Un moment de fraîcheur, un rayon de soleil ? Les deux à la fois. Assister à un cours de philo avec des écoliers de 7 ans est une belle expérience qui renseigne sur leur capacité à livrer eux-mêmes des réponses.
Il est bientôt 10h45, Céline Veitmann s’apprête à entrer en scène ou plutôt dans le cercle. Celui des petits philosophes qui suivent ses ateliers pas comme les autres. Nous sommes à l’École internationale de Mondorf-les-Bains, dans une classe francophone et en ce vendredi matin, c’est l’heure du débat philo pour une classe d’enfants âgés de 7 ans. Et pour quoi faire ? Les aider à grandir en discernement et en humanité, selon les principes de l’association SEVE, pour Savoir être et vivre ensemble.

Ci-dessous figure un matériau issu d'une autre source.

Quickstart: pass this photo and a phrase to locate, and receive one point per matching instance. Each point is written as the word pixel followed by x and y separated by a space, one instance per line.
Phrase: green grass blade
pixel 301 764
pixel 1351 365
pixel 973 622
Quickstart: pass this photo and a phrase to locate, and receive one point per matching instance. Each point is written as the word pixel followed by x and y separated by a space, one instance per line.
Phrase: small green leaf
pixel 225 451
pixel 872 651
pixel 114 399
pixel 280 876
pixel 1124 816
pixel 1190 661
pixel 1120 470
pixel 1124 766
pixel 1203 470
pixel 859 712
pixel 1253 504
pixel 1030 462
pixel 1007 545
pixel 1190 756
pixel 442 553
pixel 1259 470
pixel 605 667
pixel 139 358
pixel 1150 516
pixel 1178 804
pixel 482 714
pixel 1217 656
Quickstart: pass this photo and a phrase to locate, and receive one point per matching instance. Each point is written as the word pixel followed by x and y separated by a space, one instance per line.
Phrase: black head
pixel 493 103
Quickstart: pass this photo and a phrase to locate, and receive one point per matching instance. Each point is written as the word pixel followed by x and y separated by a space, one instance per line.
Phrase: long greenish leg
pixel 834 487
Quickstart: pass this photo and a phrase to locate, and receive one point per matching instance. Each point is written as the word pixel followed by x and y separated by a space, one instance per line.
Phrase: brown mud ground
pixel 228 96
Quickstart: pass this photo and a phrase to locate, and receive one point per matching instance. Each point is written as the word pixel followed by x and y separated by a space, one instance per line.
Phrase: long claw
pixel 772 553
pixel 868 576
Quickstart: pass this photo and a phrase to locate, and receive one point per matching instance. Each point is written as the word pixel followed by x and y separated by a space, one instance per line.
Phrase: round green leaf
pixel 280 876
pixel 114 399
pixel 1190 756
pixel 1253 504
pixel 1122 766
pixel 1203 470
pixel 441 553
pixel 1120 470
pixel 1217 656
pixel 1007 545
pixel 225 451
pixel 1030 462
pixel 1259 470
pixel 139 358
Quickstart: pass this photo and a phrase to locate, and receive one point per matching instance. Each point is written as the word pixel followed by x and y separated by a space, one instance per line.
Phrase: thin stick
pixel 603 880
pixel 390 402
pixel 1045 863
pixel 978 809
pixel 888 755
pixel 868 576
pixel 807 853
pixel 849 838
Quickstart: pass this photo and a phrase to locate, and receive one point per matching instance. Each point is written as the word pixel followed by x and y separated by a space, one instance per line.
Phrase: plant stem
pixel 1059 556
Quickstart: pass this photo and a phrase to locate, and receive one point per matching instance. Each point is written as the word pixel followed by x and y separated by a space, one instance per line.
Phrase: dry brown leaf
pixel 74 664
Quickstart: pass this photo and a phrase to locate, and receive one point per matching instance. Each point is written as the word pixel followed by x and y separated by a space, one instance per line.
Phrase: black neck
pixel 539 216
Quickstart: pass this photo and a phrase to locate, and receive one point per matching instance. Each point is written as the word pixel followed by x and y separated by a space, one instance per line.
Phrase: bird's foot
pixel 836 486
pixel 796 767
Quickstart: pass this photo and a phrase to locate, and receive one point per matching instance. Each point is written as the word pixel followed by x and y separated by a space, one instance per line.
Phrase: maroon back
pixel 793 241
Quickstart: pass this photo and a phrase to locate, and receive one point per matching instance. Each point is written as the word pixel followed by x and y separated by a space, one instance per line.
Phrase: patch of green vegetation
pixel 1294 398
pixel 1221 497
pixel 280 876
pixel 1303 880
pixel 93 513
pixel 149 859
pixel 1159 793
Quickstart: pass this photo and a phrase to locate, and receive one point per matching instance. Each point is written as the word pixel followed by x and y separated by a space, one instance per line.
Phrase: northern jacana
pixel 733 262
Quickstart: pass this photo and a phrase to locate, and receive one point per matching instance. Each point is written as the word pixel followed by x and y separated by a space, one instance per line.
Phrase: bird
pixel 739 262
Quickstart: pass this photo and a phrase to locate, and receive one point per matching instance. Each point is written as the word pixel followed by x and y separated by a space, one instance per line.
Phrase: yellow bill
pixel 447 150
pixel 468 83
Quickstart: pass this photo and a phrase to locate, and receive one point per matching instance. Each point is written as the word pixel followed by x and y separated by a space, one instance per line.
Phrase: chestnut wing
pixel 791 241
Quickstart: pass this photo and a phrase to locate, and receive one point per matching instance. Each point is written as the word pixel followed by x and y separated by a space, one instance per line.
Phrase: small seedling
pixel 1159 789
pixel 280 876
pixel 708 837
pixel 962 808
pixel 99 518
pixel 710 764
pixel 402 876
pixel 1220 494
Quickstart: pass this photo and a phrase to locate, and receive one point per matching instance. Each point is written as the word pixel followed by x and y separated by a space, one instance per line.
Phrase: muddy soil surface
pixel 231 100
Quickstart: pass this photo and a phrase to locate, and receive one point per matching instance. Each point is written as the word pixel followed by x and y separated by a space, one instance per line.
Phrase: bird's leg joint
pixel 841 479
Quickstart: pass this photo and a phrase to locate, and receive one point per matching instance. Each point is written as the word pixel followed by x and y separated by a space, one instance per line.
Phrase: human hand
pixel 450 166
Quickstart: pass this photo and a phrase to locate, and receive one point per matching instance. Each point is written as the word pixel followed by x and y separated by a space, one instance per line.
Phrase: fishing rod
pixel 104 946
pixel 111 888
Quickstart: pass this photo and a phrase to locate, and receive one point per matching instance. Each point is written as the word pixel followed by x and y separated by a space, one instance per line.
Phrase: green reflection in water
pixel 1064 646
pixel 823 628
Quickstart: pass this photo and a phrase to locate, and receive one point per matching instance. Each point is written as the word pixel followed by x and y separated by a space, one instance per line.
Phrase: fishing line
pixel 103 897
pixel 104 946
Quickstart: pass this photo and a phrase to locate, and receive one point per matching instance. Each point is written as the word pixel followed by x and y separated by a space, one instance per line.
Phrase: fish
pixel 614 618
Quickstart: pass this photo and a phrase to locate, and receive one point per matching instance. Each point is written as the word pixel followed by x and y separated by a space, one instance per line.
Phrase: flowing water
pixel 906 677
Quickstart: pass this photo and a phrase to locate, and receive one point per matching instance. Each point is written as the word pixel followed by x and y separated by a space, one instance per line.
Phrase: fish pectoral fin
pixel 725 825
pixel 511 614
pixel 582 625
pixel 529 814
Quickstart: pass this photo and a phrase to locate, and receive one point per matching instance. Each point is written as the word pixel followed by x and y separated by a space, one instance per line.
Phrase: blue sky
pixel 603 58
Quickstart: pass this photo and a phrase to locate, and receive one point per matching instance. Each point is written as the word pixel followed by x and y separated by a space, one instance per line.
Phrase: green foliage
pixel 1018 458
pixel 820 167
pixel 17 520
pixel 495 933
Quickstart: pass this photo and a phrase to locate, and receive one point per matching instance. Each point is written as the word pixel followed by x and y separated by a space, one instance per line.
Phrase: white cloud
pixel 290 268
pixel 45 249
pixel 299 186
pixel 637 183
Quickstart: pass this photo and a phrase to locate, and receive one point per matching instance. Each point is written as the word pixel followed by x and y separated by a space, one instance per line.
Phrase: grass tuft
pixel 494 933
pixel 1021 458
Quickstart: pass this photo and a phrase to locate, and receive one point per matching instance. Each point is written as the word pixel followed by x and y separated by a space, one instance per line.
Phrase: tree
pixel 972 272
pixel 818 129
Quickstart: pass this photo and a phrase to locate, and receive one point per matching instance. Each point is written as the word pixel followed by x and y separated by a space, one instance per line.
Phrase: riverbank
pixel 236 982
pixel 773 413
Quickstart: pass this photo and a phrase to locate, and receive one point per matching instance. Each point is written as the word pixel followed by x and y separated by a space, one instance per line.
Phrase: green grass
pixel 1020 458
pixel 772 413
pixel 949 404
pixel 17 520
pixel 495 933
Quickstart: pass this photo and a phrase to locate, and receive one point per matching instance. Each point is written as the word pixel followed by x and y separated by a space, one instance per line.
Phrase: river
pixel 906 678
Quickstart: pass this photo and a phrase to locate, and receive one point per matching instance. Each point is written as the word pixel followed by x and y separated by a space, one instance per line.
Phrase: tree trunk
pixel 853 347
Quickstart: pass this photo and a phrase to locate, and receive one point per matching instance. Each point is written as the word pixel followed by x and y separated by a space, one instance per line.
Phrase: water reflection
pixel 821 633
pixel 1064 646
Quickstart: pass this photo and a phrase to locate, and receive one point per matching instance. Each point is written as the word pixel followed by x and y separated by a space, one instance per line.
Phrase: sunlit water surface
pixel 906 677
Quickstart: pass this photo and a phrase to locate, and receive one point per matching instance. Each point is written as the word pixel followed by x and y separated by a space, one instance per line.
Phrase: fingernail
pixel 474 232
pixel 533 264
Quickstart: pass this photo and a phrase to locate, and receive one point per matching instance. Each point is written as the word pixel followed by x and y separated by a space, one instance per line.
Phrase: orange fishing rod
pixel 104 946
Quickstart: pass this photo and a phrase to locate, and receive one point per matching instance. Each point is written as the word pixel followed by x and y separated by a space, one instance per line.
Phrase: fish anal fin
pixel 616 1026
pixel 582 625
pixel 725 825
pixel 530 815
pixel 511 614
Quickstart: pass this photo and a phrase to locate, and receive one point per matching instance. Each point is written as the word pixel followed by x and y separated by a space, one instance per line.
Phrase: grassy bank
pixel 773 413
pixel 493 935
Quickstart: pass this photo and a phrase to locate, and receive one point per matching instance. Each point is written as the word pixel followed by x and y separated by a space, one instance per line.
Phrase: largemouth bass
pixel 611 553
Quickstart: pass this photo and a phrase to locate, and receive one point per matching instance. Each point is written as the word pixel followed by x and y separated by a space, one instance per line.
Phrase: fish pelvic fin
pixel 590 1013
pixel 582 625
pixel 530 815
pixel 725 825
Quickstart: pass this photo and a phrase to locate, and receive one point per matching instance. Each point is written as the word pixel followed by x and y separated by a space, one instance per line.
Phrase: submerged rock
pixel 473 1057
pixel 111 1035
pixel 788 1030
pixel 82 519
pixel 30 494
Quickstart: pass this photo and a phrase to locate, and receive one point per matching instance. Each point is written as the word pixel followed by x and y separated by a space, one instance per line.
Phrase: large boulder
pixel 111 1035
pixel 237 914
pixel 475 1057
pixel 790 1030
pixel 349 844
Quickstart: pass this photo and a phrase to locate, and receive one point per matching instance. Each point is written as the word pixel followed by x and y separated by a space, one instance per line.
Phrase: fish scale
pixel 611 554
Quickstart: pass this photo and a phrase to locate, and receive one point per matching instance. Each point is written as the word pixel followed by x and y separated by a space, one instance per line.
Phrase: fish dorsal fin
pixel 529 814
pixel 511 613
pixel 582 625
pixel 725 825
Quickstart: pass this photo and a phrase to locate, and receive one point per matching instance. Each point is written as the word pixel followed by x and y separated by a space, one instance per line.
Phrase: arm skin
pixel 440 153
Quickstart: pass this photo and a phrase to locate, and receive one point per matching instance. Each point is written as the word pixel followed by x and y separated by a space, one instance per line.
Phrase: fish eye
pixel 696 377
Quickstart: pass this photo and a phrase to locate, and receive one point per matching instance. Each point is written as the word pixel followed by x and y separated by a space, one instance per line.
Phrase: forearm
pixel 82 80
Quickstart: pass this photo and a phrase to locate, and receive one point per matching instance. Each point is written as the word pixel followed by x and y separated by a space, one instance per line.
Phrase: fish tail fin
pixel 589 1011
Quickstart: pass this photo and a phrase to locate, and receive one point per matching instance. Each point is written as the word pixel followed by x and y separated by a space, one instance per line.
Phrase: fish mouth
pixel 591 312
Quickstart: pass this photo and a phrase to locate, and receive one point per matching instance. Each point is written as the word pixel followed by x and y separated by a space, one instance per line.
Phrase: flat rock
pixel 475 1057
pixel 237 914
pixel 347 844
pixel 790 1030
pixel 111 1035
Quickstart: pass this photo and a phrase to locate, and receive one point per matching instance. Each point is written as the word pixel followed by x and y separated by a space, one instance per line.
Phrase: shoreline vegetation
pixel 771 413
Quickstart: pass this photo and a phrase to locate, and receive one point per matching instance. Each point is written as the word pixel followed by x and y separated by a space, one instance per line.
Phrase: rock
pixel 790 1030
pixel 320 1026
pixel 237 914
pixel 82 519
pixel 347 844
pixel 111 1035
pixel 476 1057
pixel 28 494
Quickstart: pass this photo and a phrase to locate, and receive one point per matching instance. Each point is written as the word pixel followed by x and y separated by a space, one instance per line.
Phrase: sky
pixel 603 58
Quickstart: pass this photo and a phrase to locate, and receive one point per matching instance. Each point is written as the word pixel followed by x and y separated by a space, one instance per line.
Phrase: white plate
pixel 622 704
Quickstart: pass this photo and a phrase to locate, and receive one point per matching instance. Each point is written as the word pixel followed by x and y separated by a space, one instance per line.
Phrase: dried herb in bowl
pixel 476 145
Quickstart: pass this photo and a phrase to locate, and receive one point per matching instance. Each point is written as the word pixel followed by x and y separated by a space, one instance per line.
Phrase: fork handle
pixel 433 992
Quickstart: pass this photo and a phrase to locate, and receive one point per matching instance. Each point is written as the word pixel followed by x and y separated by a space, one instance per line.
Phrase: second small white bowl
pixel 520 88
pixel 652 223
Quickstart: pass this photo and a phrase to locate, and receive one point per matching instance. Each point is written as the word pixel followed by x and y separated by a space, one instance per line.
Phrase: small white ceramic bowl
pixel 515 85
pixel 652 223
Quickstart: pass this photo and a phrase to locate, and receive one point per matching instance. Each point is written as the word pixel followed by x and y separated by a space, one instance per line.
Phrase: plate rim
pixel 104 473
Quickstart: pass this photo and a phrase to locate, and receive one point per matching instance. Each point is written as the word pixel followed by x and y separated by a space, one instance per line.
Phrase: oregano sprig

Quand la porte de la classe s’ouvre, les enfants manifestent leur plaisir de voir Céline Veitmann : «Oh oui trop cool !», s’enthousiasme un élève qui met tout le monde d’accord. Visiblement, cette heure de questionnements les réjouit et ils en connaissent les règles. Quand tout le petit groupe se retrouve assis en cercle autour de l’animatrice, psychopédagogue de métier, la première question qu’elle adresse aux enfants concerne les règles à respecter pendant l’atelier.
«Je respecte les idées des autres», «je demande la parole en levant le doigt», «j’écoute les autres», répondent les enfants à tour de rôle, bataillant parfois pour participer. «J’ai le droit de poser des questions et de répondre à des questions par des questions», complète Céline. «Si on n’a pas envie de parler, on n’est pas obligé», ajoute un petit garçon, et surtout «il ne faut pas couper la parole aux autres», réplique un autre. «Des fois, quand je parle, mes parents me coupent la parole et ça m’énerve», témoigne un enfant. Pourquoi? «Je ne me sens pas respecté», répond-il à l’animatrice.
Après cette petite introduction, les enfants sont invités à faire un petit exercice de respiration. «Posez votre main sur votre cœur et dites-moi si vous l’entendez battre», leur demande Céline. Les enfants ont les yeux fermés, ou pas, et lèvent le doigt dès qu’ils perçoivent les battements. «Voilà, on se rend compte qu’on est vivant», leur fait constater l’animatrice. «Mon cœur, il ne bat pas», constate tout de même un enfant.
En assistant à un atelier philo avec de jeunes écoliers, il faut s’attendre à vivre des émotions, à sourire face à la spontanéité des enfants. C’est souvent drôle, mais toujours authentique.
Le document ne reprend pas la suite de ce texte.